Beaucoup de ces accélérations apparaissent dans les archives géologiques.
L’utilisation d’engrais modifie les composés azotés qui sont déposés. Les changements atmosphériques modifient ce qui filtre du ciel.
« Tout ce qui sort des cheminées ou des tuyaux d’échappement, c’est ce que nous voyons », a déclaré McCarthy.
Tous les 12 candidats considérés pour le Golden Spike ont montré les mêmes signaux, a déclaré McCarthy.
« C’est un point de basculement. Il bascule sur un centime, partout. »
Les scientifiques ont choisi Crawford Lake en raison de la clarté et de la profondeur remarquables de ses archives sédimentaires. En raison de sa profondeur importante – 24 mètres – et de sa surface étroite de quelques hectares, les profondeurs de Crawford ne se mélangent jamais et sont essentiellement coupées du monde.
Cela laisse des couches pures de sédiments dérivant de la surface, laissant un enregistrement climatique et atmosphérique si intact que de grandes parties de celui-ci peuvent être lues année après année, remontant aux utilisateurs autochtones de la région au 13ème siècle.
Les marqueurs de la Grande Accélération sont clairs à Crawford, a déclaré McCarthy.
« Les tests effectués dans des laboratoires indépendants confirment que chacune de ces choses comme les dominos change très, très rapidement vers 1950 », a-t-elle déclaré lors d’un point de presse la semaine dernière.
« Je pense donc que c’est pour cette raison que le groupe de travail sur l’Anthropocène a finalement choisi notre site. »
McCarthy a reconnu que certains géologues ne sont toujours pas convaincus par la nécessité d’une nouvelle époque.
« Cela n’a jamais été fait auparavant pour quelque chose d’aussi récent et d’aussi court. Cela rencontre une certaine résistance parce que c’est en dehors de la norme. »
D’autres soutiennent que tout au plus, 1950 pourrait marquer le début d’une nouvelle ère de notre époque actuelle, l’Holocène maintenant vieux de 12 000 ans.

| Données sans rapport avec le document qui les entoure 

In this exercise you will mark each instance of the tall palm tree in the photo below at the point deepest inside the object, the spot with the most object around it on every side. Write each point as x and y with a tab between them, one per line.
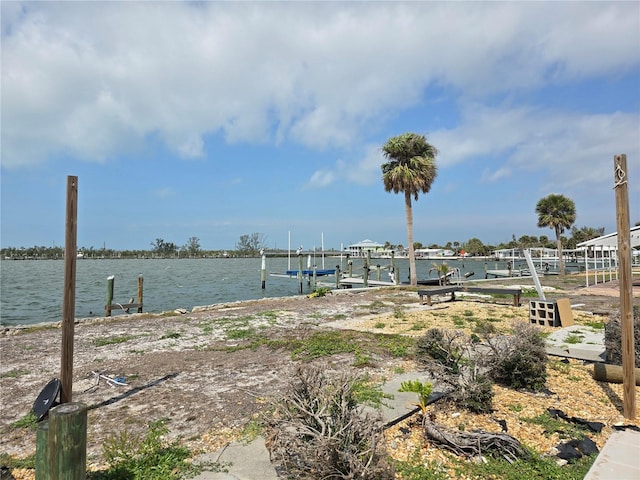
411	169
557	212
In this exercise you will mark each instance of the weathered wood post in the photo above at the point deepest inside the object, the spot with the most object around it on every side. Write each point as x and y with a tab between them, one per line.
109	299
393	267
140	284
69	294
300	271
365	268
621	187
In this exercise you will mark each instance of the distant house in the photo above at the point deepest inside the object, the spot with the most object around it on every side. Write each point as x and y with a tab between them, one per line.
433	253
360	249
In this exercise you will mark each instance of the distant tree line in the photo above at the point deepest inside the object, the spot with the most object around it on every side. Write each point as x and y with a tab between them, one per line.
250	245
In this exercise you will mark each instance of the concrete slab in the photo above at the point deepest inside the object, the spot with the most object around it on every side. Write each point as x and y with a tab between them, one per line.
246	461
577	341
619	458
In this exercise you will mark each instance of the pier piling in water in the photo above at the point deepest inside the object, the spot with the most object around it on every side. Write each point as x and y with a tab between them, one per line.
109	305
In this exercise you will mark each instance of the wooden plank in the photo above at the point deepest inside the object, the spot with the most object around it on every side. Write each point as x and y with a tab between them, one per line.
565	312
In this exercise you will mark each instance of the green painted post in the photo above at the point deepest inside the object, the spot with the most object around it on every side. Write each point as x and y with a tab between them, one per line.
67	441
42	452
107	307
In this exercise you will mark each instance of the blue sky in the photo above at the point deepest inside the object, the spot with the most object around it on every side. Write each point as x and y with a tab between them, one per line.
215	120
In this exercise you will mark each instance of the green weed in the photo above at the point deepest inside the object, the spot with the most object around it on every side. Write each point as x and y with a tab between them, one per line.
28	421
101	342
151	457
15	373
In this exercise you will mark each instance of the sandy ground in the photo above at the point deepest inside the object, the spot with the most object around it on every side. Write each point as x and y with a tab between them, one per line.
191	369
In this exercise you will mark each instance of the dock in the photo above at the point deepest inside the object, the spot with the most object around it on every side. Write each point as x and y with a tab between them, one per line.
349	282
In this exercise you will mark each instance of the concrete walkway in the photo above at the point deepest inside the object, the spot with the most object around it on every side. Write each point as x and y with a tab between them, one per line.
618	460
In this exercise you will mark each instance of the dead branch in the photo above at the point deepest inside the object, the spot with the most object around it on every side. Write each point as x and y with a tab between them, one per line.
472	444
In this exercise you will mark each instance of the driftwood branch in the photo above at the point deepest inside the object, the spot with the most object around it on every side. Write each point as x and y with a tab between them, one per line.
472	444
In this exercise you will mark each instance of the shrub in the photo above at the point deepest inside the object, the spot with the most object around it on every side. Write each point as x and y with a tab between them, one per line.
449	357
613	337
475	394
519	360
317	430
443	346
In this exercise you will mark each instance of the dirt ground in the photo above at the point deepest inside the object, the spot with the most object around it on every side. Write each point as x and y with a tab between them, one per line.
189	367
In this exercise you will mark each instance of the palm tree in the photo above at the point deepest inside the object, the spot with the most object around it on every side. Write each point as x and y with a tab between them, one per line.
557	212
411	169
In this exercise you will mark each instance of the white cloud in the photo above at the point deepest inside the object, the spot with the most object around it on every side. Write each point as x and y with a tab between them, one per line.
95	78
489	176
165	192
320	179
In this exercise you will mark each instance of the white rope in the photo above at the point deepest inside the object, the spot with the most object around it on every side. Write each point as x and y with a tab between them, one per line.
619	176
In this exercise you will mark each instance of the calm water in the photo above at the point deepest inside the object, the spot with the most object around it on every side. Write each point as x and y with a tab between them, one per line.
31	290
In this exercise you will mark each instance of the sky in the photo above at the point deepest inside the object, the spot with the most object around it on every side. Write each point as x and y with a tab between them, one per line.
221	119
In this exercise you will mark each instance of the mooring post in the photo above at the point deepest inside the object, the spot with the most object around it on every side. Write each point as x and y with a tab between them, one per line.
42	451
621	186
107	306
67	442
365	273
69	294
393	268
300	271
140	283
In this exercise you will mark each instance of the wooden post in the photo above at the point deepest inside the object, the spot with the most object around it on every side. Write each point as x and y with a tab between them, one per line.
42	451
393	268
107	306
365	273
626	287
315	276
140	283
299	272
69	296
67	442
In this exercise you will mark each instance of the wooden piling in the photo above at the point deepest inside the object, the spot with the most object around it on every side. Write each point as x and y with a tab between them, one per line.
140	299
42	451
107	306
67	442
365	273
621	186
69	294
300	273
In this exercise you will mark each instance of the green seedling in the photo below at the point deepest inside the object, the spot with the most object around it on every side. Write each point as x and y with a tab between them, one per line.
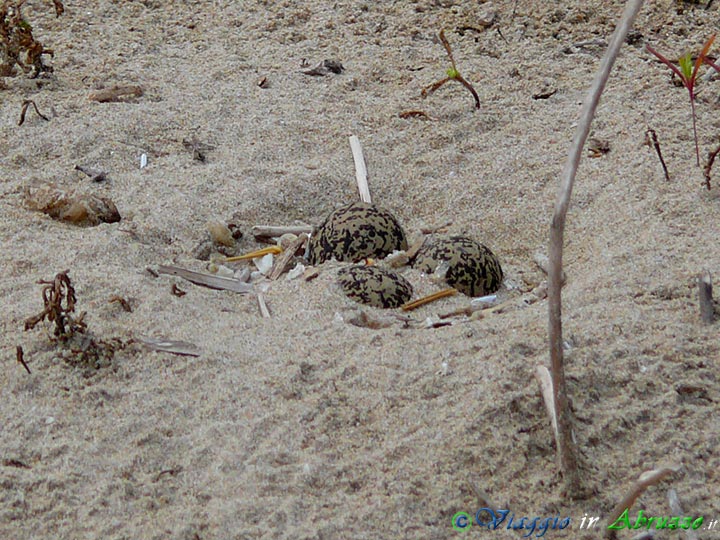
452	75
687	72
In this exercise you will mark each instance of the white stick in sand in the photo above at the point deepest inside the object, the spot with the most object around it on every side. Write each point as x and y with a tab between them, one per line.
360	169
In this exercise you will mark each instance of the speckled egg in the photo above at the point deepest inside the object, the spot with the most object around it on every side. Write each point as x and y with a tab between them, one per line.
374	286
472	268
356	232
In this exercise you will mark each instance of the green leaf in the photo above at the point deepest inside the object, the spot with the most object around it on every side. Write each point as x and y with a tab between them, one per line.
686	65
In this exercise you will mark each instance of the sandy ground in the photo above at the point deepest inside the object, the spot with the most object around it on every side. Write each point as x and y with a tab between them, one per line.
304	425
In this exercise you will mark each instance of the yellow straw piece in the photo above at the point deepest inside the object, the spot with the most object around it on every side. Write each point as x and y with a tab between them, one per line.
253	254
427	299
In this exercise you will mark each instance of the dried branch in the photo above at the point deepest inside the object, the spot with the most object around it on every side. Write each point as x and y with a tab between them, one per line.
567	452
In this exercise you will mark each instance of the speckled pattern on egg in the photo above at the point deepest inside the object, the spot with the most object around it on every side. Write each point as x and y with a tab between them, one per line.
374	286
473	269
355	232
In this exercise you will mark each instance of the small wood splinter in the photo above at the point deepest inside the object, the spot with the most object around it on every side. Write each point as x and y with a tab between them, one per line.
652	136
427	299
275	250
24	109
21	359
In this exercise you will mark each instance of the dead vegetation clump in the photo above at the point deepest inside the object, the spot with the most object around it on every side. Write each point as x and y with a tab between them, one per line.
81	347
81	209
18	46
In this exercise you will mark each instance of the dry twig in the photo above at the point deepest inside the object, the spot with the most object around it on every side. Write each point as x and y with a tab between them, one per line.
24	109
566	449
707	309
708	166
645	480
21	359
650	133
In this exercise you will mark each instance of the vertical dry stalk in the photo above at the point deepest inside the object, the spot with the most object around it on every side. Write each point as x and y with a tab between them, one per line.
567	454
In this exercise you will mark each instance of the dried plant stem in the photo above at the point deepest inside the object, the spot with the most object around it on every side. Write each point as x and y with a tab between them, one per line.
360	169
708	166
656	144
567	453
646	479
707	309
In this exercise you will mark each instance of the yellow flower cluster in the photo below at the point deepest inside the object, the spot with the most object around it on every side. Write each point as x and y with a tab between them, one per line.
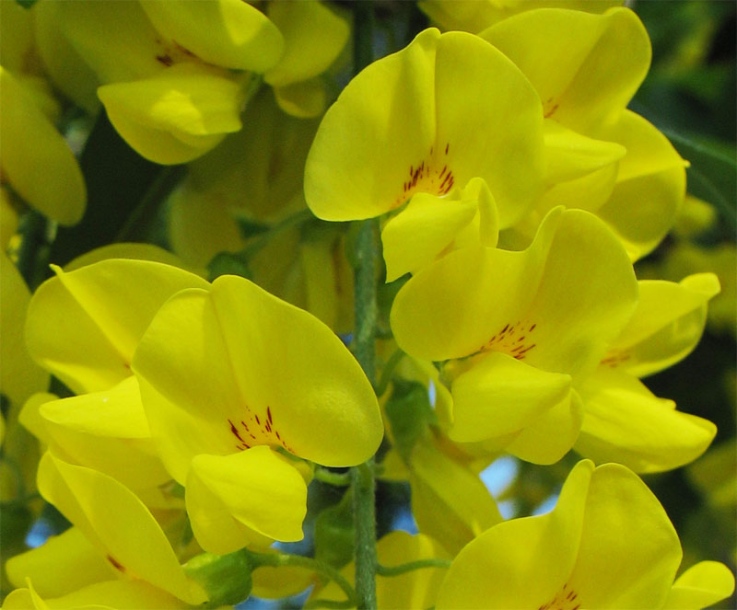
403	272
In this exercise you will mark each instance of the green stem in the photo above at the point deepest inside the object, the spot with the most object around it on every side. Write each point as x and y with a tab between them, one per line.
282	560
364	348
33	254
363	478
139	221
411	566
264	238
336	479
388	371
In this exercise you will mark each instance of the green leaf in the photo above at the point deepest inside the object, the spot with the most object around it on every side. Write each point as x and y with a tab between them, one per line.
225	578
250	228
712	175
409	413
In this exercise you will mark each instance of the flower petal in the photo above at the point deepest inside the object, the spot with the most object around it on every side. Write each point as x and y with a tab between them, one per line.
415	236
227	33
133	540
60	565
250	358
666	326
629	550
571	155
585	67
106	431
625	423
547	439
84	325
496	571
500	395
651	172
175	115
32	146
446	88
252	497
449	501
700	586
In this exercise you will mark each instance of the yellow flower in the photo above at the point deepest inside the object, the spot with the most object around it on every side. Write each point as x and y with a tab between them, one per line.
31	147
128	536
185	71
420	123
314	37
516	330
83	326
607	544
600	156
624	422
234	383
476	15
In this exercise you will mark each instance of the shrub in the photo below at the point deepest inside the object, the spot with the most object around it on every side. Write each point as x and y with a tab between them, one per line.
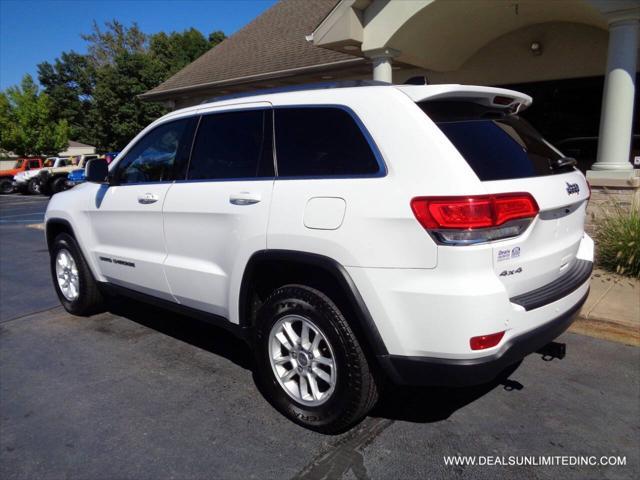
618	242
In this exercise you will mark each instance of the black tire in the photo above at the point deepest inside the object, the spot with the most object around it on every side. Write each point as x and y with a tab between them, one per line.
6	186
356	390
58	185
89	300
33	187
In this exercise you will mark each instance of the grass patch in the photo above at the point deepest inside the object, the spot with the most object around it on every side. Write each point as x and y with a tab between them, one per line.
618	241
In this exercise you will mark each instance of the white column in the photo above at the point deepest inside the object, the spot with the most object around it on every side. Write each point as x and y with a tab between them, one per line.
382	70
616	120
382	63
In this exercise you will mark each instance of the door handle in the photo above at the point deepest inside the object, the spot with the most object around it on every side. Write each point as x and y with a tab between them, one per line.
147	198
244	198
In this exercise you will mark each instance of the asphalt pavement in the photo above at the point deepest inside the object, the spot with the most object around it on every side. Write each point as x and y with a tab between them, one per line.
139	393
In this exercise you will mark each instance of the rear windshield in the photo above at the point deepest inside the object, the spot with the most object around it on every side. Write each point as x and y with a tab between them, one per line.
497	146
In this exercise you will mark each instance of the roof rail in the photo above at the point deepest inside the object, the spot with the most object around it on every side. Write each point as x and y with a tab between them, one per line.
299	88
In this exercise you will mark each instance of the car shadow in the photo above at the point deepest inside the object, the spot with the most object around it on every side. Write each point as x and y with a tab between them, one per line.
186	329
434	404
411	404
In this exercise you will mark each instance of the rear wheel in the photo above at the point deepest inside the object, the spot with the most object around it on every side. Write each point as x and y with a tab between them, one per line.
6	186
72	279
310	363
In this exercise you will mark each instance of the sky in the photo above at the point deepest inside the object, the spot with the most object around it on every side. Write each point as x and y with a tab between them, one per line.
34	31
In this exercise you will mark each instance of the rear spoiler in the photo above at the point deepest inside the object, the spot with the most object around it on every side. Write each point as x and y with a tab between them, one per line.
492	97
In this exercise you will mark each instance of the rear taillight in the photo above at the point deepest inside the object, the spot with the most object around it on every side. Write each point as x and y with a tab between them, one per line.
475	219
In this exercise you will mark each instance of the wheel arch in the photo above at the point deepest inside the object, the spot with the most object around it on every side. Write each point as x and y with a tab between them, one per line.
56	226
270	269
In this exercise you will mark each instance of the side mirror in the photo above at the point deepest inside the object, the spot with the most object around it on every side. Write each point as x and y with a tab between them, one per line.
96	171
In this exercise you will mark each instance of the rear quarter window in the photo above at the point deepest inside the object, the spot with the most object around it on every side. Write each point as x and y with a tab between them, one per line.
321	142
496	146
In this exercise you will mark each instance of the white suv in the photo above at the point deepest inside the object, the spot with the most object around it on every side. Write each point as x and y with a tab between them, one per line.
351	234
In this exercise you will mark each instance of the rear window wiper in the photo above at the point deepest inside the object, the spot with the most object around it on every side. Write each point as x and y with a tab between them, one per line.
562	162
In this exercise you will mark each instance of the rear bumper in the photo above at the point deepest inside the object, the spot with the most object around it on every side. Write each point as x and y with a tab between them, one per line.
465	372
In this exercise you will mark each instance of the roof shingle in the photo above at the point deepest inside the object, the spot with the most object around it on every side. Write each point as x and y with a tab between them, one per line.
273	42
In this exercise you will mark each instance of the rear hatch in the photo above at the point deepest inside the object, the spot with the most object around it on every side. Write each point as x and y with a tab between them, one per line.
510	157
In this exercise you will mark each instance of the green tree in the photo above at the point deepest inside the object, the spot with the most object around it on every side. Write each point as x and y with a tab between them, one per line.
115	40
119	114
177	49
69	82
27	124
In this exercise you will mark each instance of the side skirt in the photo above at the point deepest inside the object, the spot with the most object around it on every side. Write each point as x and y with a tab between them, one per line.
244	333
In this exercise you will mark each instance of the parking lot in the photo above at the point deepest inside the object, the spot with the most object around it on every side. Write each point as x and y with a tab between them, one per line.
141	393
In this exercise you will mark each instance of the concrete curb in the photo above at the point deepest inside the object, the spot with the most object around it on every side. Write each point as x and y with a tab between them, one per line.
612	310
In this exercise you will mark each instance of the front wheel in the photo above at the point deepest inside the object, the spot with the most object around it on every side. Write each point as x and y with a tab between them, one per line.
309	361
72	279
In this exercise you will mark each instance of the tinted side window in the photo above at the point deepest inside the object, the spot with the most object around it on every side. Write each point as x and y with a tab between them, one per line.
502	149
153	158
323	141
233	145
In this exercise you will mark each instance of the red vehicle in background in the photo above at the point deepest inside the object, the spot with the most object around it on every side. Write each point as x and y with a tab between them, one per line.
6	176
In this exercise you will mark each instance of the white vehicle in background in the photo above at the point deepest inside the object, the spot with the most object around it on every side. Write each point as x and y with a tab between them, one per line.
27	182
423	234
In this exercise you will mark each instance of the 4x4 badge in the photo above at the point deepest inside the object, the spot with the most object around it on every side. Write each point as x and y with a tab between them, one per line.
572	188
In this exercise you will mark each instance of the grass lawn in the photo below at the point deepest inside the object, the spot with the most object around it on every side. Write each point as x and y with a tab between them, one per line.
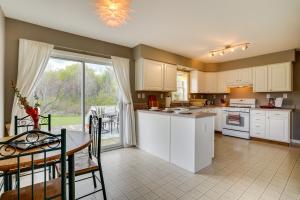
65	120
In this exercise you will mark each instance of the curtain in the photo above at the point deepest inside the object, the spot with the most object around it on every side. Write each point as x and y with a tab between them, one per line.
121	69
33	59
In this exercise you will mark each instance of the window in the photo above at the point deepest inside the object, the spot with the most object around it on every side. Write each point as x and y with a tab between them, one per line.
182	87
72	88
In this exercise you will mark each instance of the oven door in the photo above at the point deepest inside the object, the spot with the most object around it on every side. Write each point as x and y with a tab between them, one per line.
241	123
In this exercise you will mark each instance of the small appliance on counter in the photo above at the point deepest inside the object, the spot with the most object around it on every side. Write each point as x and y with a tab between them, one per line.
198	102
168	102
152	102
236	118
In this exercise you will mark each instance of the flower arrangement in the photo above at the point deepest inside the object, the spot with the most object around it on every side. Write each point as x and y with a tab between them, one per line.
32	111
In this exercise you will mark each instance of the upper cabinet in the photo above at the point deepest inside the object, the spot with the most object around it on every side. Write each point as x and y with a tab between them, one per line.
239	77
197	81
152	75
211	82
170	77
273	78
280	77
260	79
203	82
222	79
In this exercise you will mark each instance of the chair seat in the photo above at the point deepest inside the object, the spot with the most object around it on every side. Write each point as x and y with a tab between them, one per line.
52	189
83	165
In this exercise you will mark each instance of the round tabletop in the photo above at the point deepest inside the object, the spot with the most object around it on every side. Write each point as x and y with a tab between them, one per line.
75	141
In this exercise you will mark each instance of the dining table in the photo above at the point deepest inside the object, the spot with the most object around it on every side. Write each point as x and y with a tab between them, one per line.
76	141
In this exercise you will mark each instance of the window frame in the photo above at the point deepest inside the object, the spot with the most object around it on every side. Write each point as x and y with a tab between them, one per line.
188	88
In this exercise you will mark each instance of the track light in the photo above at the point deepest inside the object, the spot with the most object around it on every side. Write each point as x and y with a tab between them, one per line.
227	48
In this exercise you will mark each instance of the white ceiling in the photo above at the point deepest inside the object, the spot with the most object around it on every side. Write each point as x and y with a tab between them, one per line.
187	27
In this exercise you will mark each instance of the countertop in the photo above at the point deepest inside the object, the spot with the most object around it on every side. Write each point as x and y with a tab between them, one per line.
192	115
275	109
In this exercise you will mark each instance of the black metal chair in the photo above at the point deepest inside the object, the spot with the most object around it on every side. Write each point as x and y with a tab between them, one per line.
27	123
24	152
90	162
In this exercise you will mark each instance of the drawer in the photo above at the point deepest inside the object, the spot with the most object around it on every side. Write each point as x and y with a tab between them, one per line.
258	112
257	127
258	134
258	119
278	114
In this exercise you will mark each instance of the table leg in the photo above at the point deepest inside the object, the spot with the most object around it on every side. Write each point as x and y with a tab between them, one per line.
71	177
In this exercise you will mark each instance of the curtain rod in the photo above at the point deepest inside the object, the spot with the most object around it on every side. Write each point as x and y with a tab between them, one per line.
81	51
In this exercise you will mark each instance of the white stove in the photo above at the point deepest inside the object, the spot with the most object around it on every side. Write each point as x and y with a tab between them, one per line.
236	118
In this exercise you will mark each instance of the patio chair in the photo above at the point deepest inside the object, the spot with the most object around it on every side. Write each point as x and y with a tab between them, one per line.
53	189
90	162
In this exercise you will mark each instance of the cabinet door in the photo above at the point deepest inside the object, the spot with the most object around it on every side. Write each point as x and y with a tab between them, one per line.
197	82
232	77
280	77
277	127
260	79
153	75
222	87
170	77
245	76
153	133
210	82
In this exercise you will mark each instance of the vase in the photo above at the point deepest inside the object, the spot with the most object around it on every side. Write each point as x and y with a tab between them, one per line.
34	114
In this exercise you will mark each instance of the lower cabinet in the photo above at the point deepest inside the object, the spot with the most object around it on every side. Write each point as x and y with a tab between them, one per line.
154	134
271	125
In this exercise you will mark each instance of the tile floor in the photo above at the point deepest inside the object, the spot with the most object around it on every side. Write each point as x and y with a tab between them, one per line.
241	169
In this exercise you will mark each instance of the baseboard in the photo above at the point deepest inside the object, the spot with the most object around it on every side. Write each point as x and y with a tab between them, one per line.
269	141
295	141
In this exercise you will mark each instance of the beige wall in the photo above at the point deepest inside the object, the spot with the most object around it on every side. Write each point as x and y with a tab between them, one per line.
2	46
148	52
17	29
283	56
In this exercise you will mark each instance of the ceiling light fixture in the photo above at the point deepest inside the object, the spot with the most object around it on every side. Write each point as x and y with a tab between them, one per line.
113	12
227	48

On l’appellerait l’âge crawfordien.
Quoi qu’il en soit, McCarthy a déclaré que le concept unit la géologie aux sciences humaines.
« Les historiens et les scientifiques de la Terre n’ont généralement pas grand-chose à voir les uns avec les autres. Mais dans le cas de l’Anthropocène, ils le font. »
L’idée a également fait son chemin dans la culture populaire.
« Cela résonne avec les gens », a-t-elle déclaré.
Au moins, MCarthy a déclaré que la sélection de Crawford Lake comme Golden Spike de l’Anthropocène définirait enfin ce que nous entendons par ce terme.
« Lorsque nous prononçons le mot Anthropocène suivi du mot époque, nous entendons précisément ce qui est défini sur la base du lac Crawford. C’est ce que ferait le Golden Spike. »
Ce rapport de La Presse canadienne a été publié pour la première fois le 11 juillet 2023.